For the second year, the HQCA, in partnership with our Patient/Family Safety Advisory Panel, held the awards program to recognize and celebrate initiatives that improve the patient experience in accessing and receiving healthcare services.

We had 27 applications from across the province and from a variety of care settings.

The following four initiatives were selected to receive an award, which includes funding for a patient experience, quality, or patient safety education event and the opportunity to share more about their program through a public webcast on June 16 at 12 p.m. MDT.

“Catch and Pass” - Improving patient experience through Patient Experience Advisor Rounding

Red Deer Regional Health Centre

The Patient Experience Advisor (PEA) engages volunteers who are either former patients or family members of patients, to bring patient and family voice to front line staff in ‘real time’ through Patient Rounding. The PEA meets with a liaison or unit manager at the beginning of each shift to identify patients appropriate for Rounding. They then spend time with the identified patients, and while visiting with them, the PEAs ask specific questions about their care experience. When the PEA identifies gaps in patient information or hears of patient concerns it is communicated to unit staff in ‘real time’. This allows the care team to initiate a resolution process or if it can be resolved immediately staff will mitigate the issue and follow-up with the patient/family which often helps to reduce fears and anxieties.

PEAs often “catch” critical needs and concerns as well as patient expressions of appreciation for staff/physician behaviours that have positively impacted their overall experience. When PEAs receive these commendations they also “pass” them on to the inter-disciplinary care team in ‘real-time’.

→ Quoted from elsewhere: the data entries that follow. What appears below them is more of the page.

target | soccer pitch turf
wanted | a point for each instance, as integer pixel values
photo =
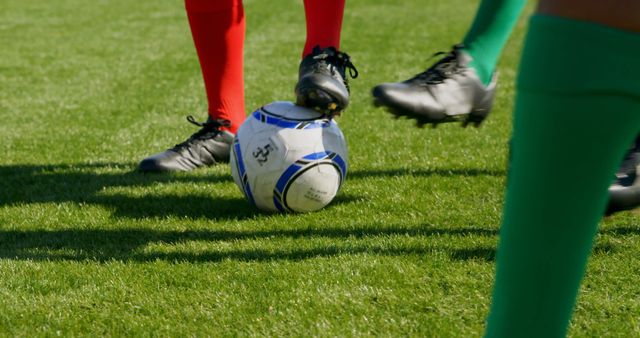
(88, 247)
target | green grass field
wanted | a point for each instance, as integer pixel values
(89, 247)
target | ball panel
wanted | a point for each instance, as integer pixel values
(294, 159)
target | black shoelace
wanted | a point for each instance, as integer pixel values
(335, 58)
(441, 70)
(209, 130)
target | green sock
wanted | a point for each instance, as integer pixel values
(489, 33)
(577, 110)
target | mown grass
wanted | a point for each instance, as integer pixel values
(90, 247)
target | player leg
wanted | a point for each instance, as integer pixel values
(557, 190)
(460, 86)
(218, 30)
(322, 82)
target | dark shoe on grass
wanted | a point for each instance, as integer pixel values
(322, 81)
(206, 147)
(448, 91)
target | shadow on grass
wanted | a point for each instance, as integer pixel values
(85, 183)
(127, 244)
(440, 172)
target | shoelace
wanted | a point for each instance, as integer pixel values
(209, 129)
(441, 70)
(337, 59)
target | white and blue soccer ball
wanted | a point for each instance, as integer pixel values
(289, 158)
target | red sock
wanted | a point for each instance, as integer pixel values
(324, 22)
(218, 29)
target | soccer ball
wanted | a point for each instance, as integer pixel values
(289, 158)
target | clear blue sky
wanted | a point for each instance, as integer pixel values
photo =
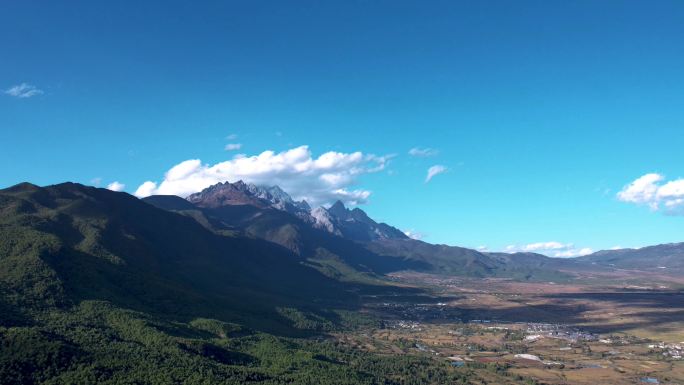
(541, 110)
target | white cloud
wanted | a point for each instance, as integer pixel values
(146, 189)
(414, 234)
(423, 152)
(650, 191)
(233, 146)
(23, 91)
(434, 171)
(547, 246)
(116, 186)
(552, 248)
(573, 253)
(318, 180)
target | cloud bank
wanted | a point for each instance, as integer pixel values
(233, 146)
(434, 171)
(553, 249)
(320, 180)
(423, 152)
(116, 186)
(23, 91)
(651, 190)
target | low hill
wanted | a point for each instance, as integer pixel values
(666, 257)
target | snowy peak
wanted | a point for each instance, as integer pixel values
(357, 225)
(353, 224)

Commitment to Comfort: Improving the pain experience of children in Alberta’s emergency departments

Alberta Children’s Hospital

The Commitment to Comfort Initiative was developed at the Alberta Children’s Hospital (ACH) emergency department (ED) to engage families as partners in improving pain outcomes for children. Children are known to experience significant short- and long-term consequences to pain, and effective treatment of pain is a high priority of families visiting emergency departments. Commitment to Comfort worked with families and patients to create and provide tools, such as posters and Comfort Menus, to help families advocate for their comfort needs. It also ensures staff have the proper tools to meet these needs, such as pain scales and comfort kits, and that they are knowledgeable on how children understand and remember pain, so they can use appropriate language when talking to children and provide helpful support during procedures. After success at the ACH, the Commitment to Comfort program was spread to all Calgary emergency departments where children are treated. Currently, 40 rural, regional, and urban emergency departments in Alberta, representing all zones, have agreed to participate in the provincial phase of the QI collaborative.

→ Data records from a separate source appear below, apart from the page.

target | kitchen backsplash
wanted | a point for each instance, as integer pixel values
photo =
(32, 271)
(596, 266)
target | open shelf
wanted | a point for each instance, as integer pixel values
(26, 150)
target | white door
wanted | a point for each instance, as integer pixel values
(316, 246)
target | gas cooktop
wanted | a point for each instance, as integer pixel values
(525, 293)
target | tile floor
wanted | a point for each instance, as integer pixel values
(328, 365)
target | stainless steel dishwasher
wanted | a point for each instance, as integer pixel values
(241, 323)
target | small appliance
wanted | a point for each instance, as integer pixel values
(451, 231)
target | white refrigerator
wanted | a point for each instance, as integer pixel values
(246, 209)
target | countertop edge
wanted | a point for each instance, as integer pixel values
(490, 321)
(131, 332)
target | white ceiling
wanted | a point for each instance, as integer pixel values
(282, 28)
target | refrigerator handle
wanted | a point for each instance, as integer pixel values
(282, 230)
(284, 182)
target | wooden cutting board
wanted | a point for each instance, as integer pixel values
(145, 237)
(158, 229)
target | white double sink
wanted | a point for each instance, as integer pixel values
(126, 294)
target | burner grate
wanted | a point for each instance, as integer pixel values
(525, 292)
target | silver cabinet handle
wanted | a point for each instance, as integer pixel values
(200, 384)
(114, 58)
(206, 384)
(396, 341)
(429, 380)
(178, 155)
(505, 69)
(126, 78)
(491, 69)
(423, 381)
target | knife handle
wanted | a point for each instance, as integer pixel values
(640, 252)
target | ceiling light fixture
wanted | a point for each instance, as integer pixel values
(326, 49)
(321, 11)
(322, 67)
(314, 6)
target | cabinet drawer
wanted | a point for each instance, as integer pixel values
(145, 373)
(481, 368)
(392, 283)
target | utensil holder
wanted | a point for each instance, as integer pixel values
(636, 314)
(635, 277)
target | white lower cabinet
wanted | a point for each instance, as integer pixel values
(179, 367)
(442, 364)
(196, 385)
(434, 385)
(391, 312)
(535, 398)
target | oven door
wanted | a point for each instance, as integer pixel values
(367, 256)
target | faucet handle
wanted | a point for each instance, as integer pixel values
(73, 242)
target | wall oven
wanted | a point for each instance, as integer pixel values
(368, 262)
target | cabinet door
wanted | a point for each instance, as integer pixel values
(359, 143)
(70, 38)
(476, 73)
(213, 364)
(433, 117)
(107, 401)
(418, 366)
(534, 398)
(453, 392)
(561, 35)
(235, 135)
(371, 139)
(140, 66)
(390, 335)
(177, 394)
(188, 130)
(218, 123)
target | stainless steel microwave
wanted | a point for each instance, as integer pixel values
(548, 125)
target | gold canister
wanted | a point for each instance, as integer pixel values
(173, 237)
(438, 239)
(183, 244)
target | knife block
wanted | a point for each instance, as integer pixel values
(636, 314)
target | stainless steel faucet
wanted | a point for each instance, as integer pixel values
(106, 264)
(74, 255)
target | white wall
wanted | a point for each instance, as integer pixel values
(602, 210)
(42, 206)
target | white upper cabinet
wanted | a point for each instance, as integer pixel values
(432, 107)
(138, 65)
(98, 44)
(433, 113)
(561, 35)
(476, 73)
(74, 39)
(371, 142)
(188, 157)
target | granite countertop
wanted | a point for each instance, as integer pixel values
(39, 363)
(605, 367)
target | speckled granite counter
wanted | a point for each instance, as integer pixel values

Emergency Medical Services (EMS) Palliative/End of Life Care Assess, Treat and Refer Program

Alberta Health Services EMS Quality/Patient Safety & Provincial Continuing Care, Community, Seniors, Addictions & Mental Health

Historically, complex care issues have left community clinicians (home care and facility staff) and paramedics with little option but to transport patients receiving palliative and end of life care (PEOLC) to the emergency department during unexpected symptom crisis. In order to support these patients and their families who have chosen to remain home, this program was launched to provide urgent care and treatment in the home setting using an interdisciplinary approach to care and avoiding transport to the hospital when appropriate. Paramedics and members of the patient’s primary/palliative care team work together to provide care aligned with the patient’s wishes, goals of care and preferred location of care, enhancing the experience of patients and their families during this difficult time.

Senior Centre Without Walls

Edmonton Southside Primary Care Network

The Edmonton Southside Primary Care Network identified a need to build stronger relationships with those who have limited social connections, particularly those who are homebound or find it challenging to attend traditional programming due to limited mobility, finances or transportation. To help address this, they set-up a Seniors Centre Without Walls program to connect seniors 55 and older through conference calls. Through these calls, seniors who are isolated are supported with an expanded social experience, an inclusive community atmosphere is built where accessibility of health and wellness information is available, and a relationship with patients is developed to determine ways to better support their needs. The program has made meaningful impacts on those who may otherwise remain isolated, particularly surrounding life events such as the passing of a spouse/friends or change in living situation. Additionally, it ensures the patients are being supported with evidence-based and truthful information that will positively impact their overall wellbeing.